La biométrie dans les smartphones, que dit la CNIL ?

07.06 2019
Image La biométrie dans les smartphones, que dit la CNIL ?

À l'heure actuelle, presque la totalité des appareils mobiles sur le marché est équipée de la technologie biométrique. La biométrie permet en effet d'authentifier un individu à partir de données qui lui sont propres, sans besoin de mot de passe.

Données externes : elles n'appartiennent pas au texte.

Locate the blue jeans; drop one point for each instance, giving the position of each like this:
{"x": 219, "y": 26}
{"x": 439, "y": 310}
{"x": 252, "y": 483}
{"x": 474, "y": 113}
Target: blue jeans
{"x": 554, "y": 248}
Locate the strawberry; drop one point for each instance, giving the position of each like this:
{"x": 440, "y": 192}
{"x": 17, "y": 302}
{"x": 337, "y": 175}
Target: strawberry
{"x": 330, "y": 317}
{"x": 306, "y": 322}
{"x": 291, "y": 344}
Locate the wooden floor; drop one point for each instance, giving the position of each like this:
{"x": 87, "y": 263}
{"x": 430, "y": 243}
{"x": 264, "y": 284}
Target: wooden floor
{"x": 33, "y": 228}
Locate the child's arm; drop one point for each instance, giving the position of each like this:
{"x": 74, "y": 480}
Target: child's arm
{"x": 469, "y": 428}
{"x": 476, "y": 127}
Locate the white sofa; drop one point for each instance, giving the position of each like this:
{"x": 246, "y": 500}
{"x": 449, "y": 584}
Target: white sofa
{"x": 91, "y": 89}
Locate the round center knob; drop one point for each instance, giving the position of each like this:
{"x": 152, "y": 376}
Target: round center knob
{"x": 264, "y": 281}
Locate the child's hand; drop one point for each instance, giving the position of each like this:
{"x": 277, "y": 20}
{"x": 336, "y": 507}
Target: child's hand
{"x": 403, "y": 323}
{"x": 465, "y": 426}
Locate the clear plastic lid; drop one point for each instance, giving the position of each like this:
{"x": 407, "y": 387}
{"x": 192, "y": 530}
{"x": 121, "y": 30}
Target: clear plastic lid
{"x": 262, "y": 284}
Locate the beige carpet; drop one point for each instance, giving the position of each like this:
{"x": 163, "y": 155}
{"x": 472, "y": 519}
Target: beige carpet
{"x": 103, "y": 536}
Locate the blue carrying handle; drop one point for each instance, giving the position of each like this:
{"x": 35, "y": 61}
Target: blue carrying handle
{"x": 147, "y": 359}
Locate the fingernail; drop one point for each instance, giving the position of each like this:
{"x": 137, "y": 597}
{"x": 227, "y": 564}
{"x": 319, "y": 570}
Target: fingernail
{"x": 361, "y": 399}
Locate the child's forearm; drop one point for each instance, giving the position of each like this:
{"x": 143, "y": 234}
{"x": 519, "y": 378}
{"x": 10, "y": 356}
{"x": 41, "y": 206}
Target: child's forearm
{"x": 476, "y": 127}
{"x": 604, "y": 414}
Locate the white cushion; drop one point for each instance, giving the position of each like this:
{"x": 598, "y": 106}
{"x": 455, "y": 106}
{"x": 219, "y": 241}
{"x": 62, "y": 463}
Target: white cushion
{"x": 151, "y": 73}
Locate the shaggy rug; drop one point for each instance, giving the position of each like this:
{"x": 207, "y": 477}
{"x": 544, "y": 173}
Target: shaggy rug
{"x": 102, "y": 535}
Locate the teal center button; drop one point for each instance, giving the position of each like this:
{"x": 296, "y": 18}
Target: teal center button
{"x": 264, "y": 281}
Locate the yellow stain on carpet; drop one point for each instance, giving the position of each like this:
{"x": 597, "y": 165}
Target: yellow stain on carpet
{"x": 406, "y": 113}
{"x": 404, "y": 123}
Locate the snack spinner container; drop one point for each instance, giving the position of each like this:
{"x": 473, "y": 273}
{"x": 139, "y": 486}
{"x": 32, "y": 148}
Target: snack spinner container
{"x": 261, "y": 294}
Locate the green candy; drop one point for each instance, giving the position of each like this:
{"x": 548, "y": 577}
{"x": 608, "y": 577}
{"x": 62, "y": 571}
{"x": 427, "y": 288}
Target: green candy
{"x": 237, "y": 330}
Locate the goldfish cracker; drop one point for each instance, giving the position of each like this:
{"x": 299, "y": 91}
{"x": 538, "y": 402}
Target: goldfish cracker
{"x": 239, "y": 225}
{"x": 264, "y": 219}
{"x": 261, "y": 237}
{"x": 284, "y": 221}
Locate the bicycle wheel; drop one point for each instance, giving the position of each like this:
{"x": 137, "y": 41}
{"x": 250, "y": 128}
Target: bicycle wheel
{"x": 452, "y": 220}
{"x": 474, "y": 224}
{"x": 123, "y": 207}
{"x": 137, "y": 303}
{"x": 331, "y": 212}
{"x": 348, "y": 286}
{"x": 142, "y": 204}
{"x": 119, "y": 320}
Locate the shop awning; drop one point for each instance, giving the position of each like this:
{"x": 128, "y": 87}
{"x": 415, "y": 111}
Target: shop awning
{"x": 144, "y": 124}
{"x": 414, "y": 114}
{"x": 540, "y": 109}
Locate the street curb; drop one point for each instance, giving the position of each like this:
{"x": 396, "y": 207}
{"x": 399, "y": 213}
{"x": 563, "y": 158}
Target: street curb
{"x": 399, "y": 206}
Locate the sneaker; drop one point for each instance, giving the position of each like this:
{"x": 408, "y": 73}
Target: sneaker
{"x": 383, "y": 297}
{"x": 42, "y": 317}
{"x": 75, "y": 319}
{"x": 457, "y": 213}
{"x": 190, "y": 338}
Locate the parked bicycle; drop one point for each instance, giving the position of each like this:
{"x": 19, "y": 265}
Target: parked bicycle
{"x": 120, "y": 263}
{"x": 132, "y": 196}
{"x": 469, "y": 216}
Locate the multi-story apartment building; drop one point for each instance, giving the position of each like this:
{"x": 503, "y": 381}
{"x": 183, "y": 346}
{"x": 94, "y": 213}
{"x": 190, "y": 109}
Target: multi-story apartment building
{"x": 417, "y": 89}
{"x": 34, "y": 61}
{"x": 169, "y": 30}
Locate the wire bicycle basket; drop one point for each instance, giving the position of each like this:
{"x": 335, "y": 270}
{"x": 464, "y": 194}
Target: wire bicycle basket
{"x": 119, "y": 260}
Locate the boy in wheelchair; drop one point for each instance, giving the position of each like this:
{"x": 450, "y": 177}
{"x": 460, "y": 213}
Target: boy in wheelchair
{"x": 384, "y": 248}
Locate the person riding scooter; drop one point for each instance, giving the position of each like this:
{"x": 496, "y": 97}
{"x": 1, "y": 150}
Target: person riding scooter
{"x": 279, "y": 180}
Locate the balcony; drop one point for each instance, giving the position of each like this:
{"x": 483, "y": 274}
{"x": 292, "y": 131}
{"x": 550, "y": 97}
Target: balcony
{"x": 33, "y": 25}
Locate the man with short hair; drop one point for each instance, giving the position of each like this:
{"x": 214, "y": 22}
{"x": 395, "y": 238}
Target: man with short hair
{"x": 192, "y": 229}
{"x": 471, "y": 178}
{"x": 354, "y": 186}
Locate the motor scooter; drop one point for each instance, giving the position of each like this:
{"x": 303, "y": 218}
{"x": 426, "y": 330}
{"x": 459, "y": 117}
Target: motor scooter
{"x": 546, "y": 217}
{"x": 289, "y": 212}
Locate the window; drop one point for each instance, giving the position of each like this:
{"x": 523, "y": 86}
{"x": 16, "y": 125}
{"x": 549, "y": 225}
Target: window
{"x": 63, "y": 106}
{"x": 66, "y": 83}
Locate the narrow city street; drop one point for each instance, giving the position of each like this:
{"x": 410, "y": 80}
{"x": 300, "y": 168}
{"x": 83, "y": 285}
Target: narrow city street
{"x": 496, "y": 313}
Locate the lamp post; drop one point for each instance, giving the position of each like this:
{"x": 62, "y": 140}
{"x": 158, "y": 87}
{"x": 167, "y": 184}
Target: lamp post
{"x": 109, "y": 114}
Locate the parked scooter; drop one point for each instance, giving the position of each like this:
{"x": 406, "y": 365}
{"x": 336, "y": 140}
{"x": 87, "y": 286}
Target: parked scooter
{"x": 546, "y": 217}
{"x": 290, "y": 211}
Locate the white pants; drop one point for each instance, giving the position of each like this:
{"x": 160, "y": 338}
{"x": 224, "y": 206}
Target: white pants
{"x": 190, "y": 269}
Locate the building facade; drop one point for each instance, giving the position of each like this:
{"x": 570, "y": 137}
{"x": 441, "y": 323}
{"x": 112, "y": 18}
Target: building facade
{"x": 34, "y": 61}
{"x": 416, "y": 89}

Toutefois, il est indispensable de garantir la protection de l'identité des utilisateurs et des données personnelles. Dans ce contexte, la CNIL établit des règles pour assurer le respect des droits et libertés des personnes, mais également de garantir un usage sécurisé de leurs données biométriques. Cet article est en mesure de vous éclairer sur les conditions d'applications de la CNIL concernant la biométrie dans les Smartphones.

La limitation des risques au minimum

L'usage des données biométriques présente des conséquences graves en cas de détournement ou d'usurpation. L'éditeur du dispositif doit veiller à ce que le système puisse résister à des tentatives de piratage classiques. À cet effet, on peut citer l'utilisation d'une empreinte imprimée à plat pour l'authentification par empreinte digitale. Il y a aussi l'utilisation d'une photo pour duper la reconnaissance faciale.

Dans ce domaine, l'entreprise Semlex offre des solutions efficaces pour limiter la falsification de documents et la divulgation des données confidentielles. C'est une entreprise belge créée par Albert Karaziwan et qui est réputée en identification biométrique.

Le respect de la liberté de choix de l'utilisateur

La biométrie ne doit pas non plus être imposée aux utilisateurs pour accéder à leur Smartphone. Les éditeurs doivent proposer une autre alternative aux utilisateurs qui ne souhaitent pas utiliser leurs caractéristiques biométriques comme un code Pin, un schéma à tracer à l'écran ou un mot de passe. L'utilisateur doit être libre d'utiliser ou non le dispositif biométrique. Et son consentement doit être libre, spécifique et éclairé pour être valable. Cela signifie que :

  • L'utilisateur a été informé individuellement et suffisamment sur le dispositif biométrique et son alternative.
  • Il a la possibilité de choisir un autre mode d'authentification sans contrainte ou contrepartie additionnelle.
  • Il a donné son accord spécifiquement sur l'authentification biométrique et non diluée dans l'acceptation générale des conditions d'utilisation du service. Le consentement doit en outre se faire par écrit notamment sous forme de case à cocher et la trace du consentement doit être conservée.

La possibilité de contrôle de l'utilisateur sur ses données biométriques

La CNIL distingue également le lieu d'hébergement pour attribuer le régime juridique des divers dispositifs biométriques. Selon le cas, ils peuvent bénéficier de l'exemption domestique ou nécessitent une autorisation. Elle recommande le stockage en local pour éviter la récupération de ses données par des tiers.

L'hébergement de ses données biométriques doit se faire uniquement en local, au sein de l'appareil. Les dispositifs biométriques doivent fonctionner de manière autonome dans un environnement totalement cloisonné au sein de l'appareil. Ils doivent rester sous le contrôle exclusif de l'utilisateur afin de limiter les risques de mauvais usage ou de détournement des données biométriques. Concrètement, le dispositif biométrique doit être utilisé à titre privé, les données doivent être stockées sur un support individuel et seul son utilisateur doit en avoir la maîtrise.

Les dispositifs biométriques qui fonctionnent depuis des serveurs distants nécessitent une autorisation de la CNIL. Le fournisseur de l'appareil ou de l'application doit respecter les obligations prévues par le RGPD, notamment de réaliser une analyse d'impact relative à la protection des données.